Добавить в цитаты Настройки чтения

Страница 114 из 148

Через четверть часа она остановилась:

— Подождите, пожалуйста. Прохладно. Я надену свитер.

Она сбросила накидку и хотела положить на песок. Я взял ее в руки. Очевидно, она не привыкла, чтобы за ней ухаживали. Она открыла корзину, которую я нес, и достала из нее завернутый в бумагу свитер, он был из голубой овечьей шерсти, неуверенно протянула его мне подержать и сняла костюмный жакет. Сквозь легкую тесную блузку обрисовывались ее груди, маленькие, очень естественные и дерзкие. Но она тут же натянула через голову свитер, и я помог ей надеть жакет. Волосы Иветты, раздуваемые ветром, и немного смущенное лицо были в вершке от меня. У меня уже поднялись руки, чтобы схватить ее за плечи, повернуть к себе и поцеловать в губы. Но я этого не сделал. Даже не знаю почему. Через двадцать лет уже невозможно сказать, что мне помешало. Солидность. Пиетет. Боязнь показаться смешным. Так или иначе, но одно мое «я» воспрепятствовало тому, чего жаждало мое другое «я». Мы пошли дальше.

Спустя час справа за дюнами и за зеленым овечьим пастбищем показалась деревня. Все такие же маленькие светлые каменные дома, среди них несколько побольше и двухэтажные, и крохотная церковь с тупой башней, а на вершине холма совсем пярнуские деревянные ветряные мельницы, только несравнимо огромные. Но в деревню мы поначалу не пошли. Она снова скрылась за дюнами. И тут же, немного подальше от воды, на вдававшемся в песчаные увалы зеленом мысу, стояла на четырех колесах купальная телега или, скорее, даже домик.

— Здесь хорошо, нет ветра, — сказала Иветта, — давайте тут завтракать. Вы уже, наверно, проголодались?

Мы устроились на двух деревянных сиденьях купальной будки перед прикрепленным к стене столиком. Иветта расстелила вынутую из корзины белую салфетку, поставила на нее две маленькие тарелки, положила ножи и вилки, стеклянную миску с салатом из креветок и несколько бутербродов с красным сыром. Я достал из дорожного мешка бутылку кислого сидра.

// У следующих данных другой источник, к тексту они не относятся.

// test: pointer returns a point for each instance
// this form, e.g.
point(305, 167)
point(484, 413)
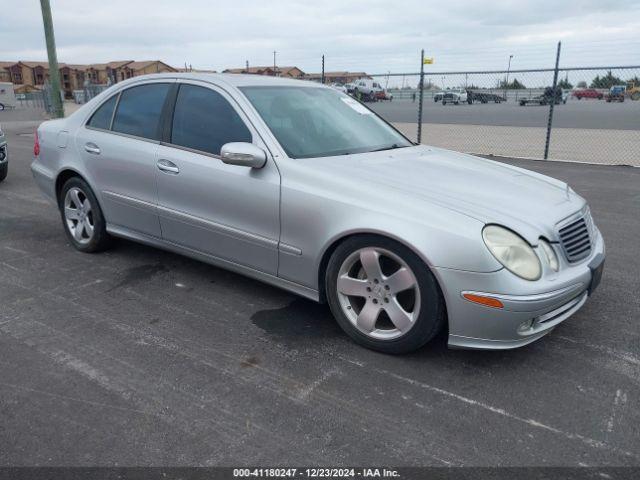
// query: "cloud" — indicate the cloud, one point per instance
point(376, 36)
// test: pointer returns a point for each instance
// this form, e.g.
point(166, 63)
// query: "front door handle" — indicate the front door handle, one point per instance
point(92, 148)
point(168, 167)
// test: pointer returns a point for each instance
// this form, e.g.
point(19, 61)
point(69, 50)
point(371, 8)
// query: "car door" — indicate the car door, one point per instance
point(119, 146)
point(226, 211)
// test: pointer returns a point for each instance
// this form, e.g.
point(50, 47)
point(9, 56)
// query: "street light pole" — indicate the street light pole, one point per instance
point(54, 73)
point(506, 82)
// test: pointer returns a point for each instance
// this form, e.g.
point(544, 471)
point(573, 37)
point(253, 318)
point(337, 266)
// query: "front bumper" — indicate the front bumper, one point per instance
point(531, 309)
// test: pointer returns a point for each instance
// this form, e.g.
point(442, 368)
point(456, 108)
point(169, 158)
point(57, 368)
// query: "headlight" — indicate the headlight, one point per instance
point(550, 254)
point(512, 251)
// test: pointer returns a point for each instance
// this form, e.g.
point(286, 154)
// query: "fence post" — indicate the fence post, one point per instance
point(553, 103)
point(421, 87)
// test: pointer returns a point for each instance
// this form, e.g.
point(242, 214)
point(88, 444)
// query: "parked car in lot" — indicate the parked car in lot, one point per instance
point(4, 156)
point(547, 97)
point(384, 95)
point(483, 97)
point(302, 187)
point(587, 93)
point(456, 96)
point(365, 89)
point(616, 94)
point(340, 87)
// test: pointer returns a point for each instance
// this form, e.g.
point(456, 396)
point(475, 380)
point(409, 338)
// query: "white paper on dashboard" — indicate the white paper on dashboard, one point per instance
point(356, 106)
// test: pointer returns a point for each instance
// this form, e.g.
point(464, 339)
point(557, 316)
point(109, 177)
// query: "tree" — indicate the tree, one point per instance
point(565, 84)
point(513, 85)
point(608, 81)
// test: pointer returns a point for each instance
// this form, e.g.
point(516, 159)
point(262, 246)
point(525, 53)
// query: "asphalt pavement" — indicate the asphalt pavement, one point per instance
point(588, 114)
point(137, 356)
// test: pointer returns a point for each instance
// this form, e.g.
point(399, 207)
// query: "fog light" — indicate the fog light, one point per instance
point(526, 326)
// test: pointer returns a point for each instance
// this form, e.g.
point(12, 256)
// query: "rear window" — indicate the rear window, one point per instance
point(102, 117)
point(139, 109)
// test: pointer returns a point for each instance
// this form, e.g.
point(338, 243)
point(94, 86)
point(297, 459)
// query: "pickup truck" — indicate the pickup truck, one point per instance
point(454, 96)
point(4, 156)
point(484, 97)
point(546, 98)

— A-а, — сказала Иветта и поставила на стол две маленькие глиняные чашечки. Такой хозяйственной деловитости я от этой изящной, как лань, девушки не ожидал, это было трогательно, я усмехнулся.

После завтрака Иветта с посудой в корзинке пошла к морю, все сполоснула и принесла обратно. Она сказала:

— Господин профессор, теперь я хотела бы оставить вас одного. Я схожу в деревню за моими красками и кистями. И моделями. И немножко поработаю. А вы будете мне рассказывать о Петербурге, или Париже, или о… как называется ваш город?

— Пярну.

— Да, о Пярну.



Через четверть часа она вернулась с красками, за ней следом плелось стадо в двадцать овец и пастух. Это был пятнадцати- или шестнадцатилетний коренастый деревенский парень, фламандец, от смущения и почтительности почти бессловесный, на плечах этот здоровяк нес маленький мольберт. С Дольфом, так звали парнишку, и Иветтой мы втроем передвинули будку туда, куда она попросила, и повернули дверью и ступеньками в сторону суши. Иветта выбрала двух белых и одну черную овцу, парнишка привязал их тут же на полоске зелени у прибрежного песка, а сам вместе с остальными овцами ушел. Иветта крикнула ему вслед:

— Дольф, около трех часов приди и забери своих овец. Тогда они мне уже не будут нужны.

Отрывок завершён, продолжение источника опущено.